Читаем Крымские тетради полностью

Удивил меня и комиссар Никаноров. Он был куда проще. Чуть старше Северского, в черном пальто, в бостоновом костюме. Ни ремней, ни других военных атрибутов. Автомат носит кособоко. Он совершенно не подходит к его внешности, чужероден, как чужеродна граната-бомба, подцепленная на поясной ремешок. По внешнему виду — обычный мирный гражданин, каких в довоенное время можно было встретить на каждой улице, в каждом городе.

А район был ядром партизанского движения. От лесов, где он располагался, ближе всего к центру полуострова — Симферополю, в котором был штаб фон Манштейна.

Симферополь — военный и пропагандистский узел врага; там опергруппа Стефануса, цель которой уничтожить партизанское движение на полуострове. Заслуга Северского в том, что он сумел протянуть щупальца разведки к самым затаенным замыслам врага. Враг задумал — Северский узнал.

Командир обязан этим бесстрашным разведчикам Нине Усовой, Екатерине Федченко, Марии Щукиной, особенно Николаю Эльяшеву. В третьей тетради я расскажу об этих бесстрашных солдатах. Ими дирижировал начальник разведки района — опытный чекист Федор Якустиди. Он оригинал, говорит нервно, а глаза — округлые, как переспелая вишня, так и обшаривают тебя. Сами они глубоки, сколько в них ни заглядывай — дна не увидишь. Худущий, с фигурой «вопросительный знак»; говорить с ним трудно, впечатление такое, что он вот-вот уйдет куда-то, потому слушает тебя на ходу.

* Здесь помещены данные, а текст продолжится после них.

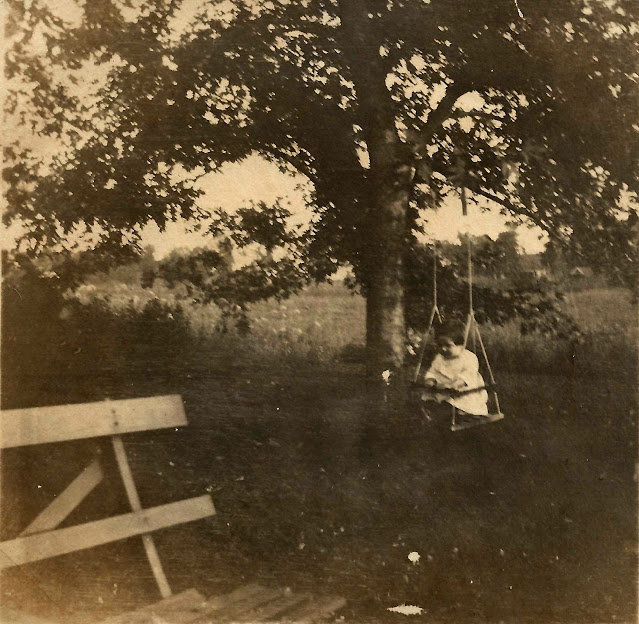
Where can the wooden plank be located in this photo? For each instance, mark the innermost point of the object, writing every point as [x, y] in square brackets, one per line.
[315, 611]
[219, 604]
[229, 607]
[239, 610]
[134, 501]
[9, 616]
[67, 501]
[188, 601]
[276, 609]
[41, 425]
[44, 545]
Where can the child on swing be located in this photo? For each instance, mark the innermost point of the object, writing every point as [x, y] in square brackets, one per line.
[454, 370]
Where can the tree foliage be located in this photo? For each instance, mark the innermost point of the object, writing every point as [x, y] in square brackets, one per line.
[387, 107]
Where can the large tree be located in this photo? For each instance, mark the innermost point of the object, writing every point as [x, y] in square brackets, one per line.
[386, 106]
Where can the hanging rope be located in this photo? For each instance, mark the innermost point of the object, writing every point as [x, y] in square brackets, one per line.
[433, 313]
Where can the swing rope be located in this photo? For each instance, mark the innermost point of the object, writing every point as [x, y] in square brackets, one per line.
[434, 312]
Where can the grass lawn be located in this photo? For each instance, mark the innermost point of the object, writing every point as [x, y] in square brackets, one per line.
[532, 519]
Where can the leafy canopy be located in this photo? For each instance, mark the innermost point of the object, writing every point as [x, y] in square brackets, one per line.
[536, 114]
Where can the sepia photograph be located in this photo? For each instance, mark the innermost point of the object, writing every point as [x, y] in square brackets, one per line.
[319, 312]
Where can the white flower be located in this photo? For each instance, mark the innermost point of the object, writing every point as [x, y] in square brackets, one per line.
[407, 609]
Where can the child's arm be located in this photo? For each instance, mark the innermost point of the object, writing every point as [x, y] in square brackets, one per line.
[469, 372]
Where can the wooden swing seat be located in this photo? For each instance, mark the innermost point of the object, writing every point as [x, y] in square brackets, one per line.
[466, 421]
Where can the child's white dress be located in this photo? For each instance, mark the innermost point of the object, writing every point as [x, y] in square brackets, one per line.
[448, 372]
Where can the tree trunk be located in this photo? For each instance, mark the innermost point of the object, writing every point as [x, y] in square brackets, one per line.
[385, 249]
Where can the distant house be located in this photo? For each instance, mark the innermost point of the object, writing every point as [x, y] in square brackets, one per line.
[580, 272]
[533, 265]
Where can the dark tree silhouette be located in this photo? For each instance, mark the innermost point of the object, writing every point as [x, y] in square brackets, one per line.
[385, 106]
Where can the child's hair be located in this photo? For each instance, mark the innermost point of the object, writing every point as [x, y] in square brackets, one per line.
[455, 330]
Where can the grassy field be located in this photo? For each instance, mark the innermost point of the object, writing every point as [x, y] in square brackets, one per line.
[532, 519]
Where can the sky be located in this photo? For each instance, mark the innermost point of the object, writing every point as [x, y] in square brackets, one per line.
[256, 179]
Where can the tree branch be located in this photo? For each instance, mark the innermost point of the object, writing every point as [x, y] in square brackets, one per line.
[546, 227]
[438, 115]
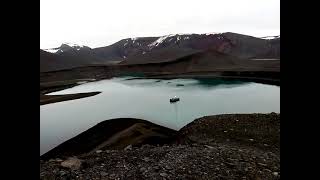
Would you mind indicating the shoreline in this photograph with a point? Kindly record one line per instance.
(239, 146)
(49, 99)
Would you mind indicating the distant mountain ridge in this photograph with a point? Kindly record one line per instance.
(144, 50)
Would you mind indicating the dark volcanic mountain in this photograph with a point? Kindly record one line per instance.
(145, 50)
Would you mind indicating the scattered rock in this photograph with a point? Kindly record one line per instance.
(146, 159)
(163, 174)
(102, 173)
(129, 147)
(207, 146)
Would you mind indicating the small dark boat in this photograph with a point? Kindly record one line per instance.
(175, 99)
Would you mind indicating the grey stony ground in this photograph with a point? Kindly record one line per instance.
(253, 154)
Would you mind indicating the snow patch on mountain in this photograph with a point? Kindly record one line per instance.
(160, 40)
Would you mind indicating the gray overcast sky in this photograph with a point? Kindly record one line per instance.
(98, 23)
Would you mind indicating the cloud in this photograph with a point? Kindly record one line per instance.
(99, 22)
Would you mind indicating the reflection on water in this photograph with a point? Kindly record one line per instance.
(149, 99)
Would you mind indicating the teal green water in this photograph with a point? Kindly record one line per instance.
(149, 99)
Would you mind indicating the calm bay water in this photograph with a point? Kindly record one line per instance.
(149, 99)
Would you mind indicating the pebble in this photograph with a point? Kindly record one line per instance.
(163, 174)
(129, 147)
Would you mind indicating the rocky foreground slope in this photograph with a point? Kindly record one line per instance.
(236, 146)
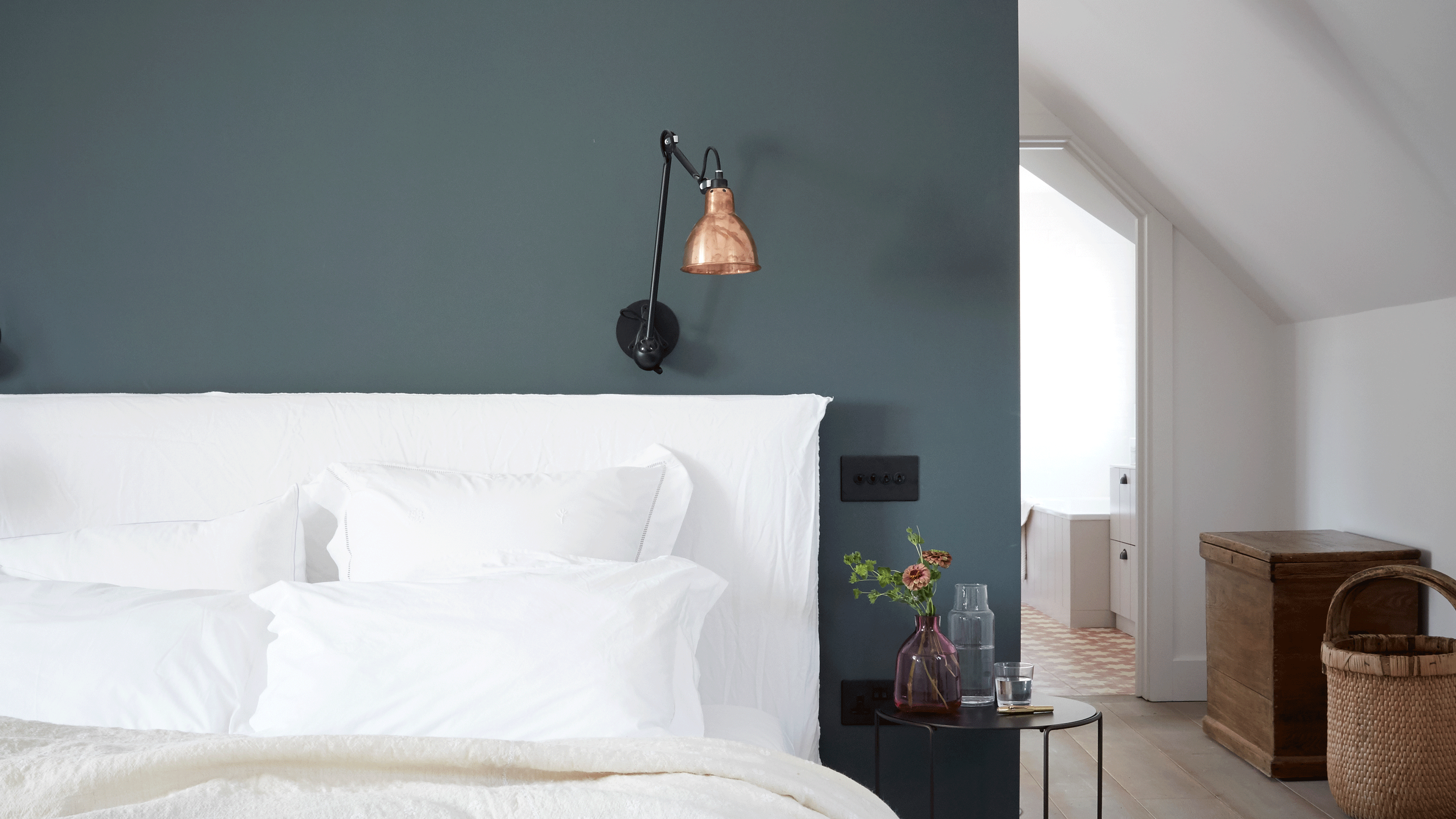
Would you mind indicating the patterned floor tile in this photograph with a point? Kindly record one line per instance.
(1077, 662)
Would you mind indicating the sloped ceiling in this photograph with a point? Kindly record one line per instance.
(1308, 146)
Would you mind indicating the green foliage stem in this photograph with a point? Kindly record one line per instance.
(892, 584)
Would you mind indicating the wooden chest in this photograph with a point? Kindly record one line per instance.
(1267, 596)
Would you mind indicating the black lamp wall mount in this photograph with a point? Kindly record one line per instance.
(720, 244)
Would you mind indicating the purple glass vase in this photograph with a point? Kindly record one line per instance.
(928, 674)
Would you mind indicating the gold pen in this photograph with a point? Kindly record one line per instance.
(1024, 709)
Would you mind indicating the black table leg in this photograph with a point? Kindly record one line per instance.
(931, 739)
(1046, 774)
(877, 751)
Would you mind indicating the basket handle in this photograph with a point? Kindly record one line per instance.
(1337, 624)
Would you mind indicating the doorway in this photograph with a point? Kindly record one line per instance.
(1079, 269)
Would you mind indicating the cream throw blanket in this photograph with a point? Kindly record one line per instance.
(49, 770)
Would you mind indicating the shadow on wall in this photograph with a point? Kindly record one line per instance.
(9, 362)
(695, 347)
(937, 254)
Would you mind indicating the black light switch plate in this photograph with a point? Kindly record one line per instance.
(880, 477)
(858, 700)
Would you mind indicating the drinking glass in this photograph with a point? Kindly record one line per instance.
(1014, 684)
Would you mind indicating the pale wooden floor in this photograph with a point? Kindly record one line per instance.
(1159, 766)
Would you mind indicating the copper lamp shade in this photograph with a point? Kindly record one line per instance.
(720, 242)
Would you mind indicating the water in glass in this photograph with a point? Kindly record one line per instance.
(1014, 690)
(1014, 684)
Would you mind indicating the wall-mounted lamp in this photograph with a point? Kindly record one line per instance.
(720, 244)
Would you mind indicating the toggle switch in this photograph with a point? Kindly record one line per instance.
(879, 477)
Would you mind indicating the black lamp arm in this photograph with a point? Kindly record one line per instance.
(670, 148)
(648, 349)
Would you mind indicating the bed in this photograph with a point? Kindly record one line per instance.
(69, 463)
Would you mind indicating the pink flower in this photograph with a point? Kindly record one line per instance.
(915, 578)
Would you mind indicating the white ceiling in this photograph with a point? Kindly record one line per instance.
(1307, 146)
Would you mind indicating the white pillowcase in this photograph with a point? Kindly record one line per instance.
(410, 524)
(242, 551)
(545, 652)
(96, 655)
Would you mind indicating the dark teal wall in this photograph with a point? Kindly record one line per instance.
(458, 197)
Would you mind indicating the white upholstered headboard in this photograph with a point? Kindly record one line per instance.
(72, 461)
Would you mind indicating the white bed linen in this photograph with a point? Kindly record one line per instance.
(239, 553)
(740, 723)
(98, 655)
(411, 524)
(117, 774)
(73, 461)
(539, 652)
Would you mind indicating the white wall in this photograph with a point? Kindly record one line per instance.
(1229, 407)
(1375, 430)
(1078, 390)
(1232, 458)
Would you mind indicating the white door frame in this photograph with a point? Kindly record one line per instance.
(1161, 675)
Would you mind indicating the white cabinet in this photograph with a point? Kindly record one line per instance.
(1123, 545)
(1067, 563)
(1122, 494)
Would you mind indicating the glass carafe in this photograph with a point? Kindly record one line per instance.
(973, 631)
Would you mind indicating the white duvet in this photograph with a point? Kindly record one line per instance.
(49, 770)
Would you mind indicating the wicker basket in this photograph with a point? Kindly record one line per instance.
(1392, 710)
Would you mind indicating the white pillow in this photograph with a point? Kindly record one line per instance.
(546, 652)
(96, 655)
(242, 551)
(410, 524)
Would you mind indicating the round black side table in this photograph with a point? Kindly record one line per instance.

Штаб Северского резко отличается от нашего. Прежде всего, все в нем были сыты, жили в тепле — в лесной сторожке Нижний Аппалах, топили печи, спали в нижнем белье, пели песни.

Это не в укор ему, Северскому, а к тому, что я и Домнин были ошеломлены, увидев все это. Ну, например, стол, покрытый скатертью, хлеб настоящий хлеб!

Нас встретили по-братски, обрадовались, особенно Никаноров.

Увидел нас — ахнул:

— Вывели-таки отряды!

— Общипанными, — улыбнулся Домнин.

— Хлебнули, видать, горя. Так, товарищ? — Северский крепко пожал мне руку. — Надо было ошибку Красникова исправлять сразу же… А вы подзадержались там…

— Не считаю, что напрасно, товарищ замкомандующего. — Нервы у меня как оголенный электрический провод. Коснись — искра.

— Потом, потом, — мягко говорит Никаноров, тянет меня к столу.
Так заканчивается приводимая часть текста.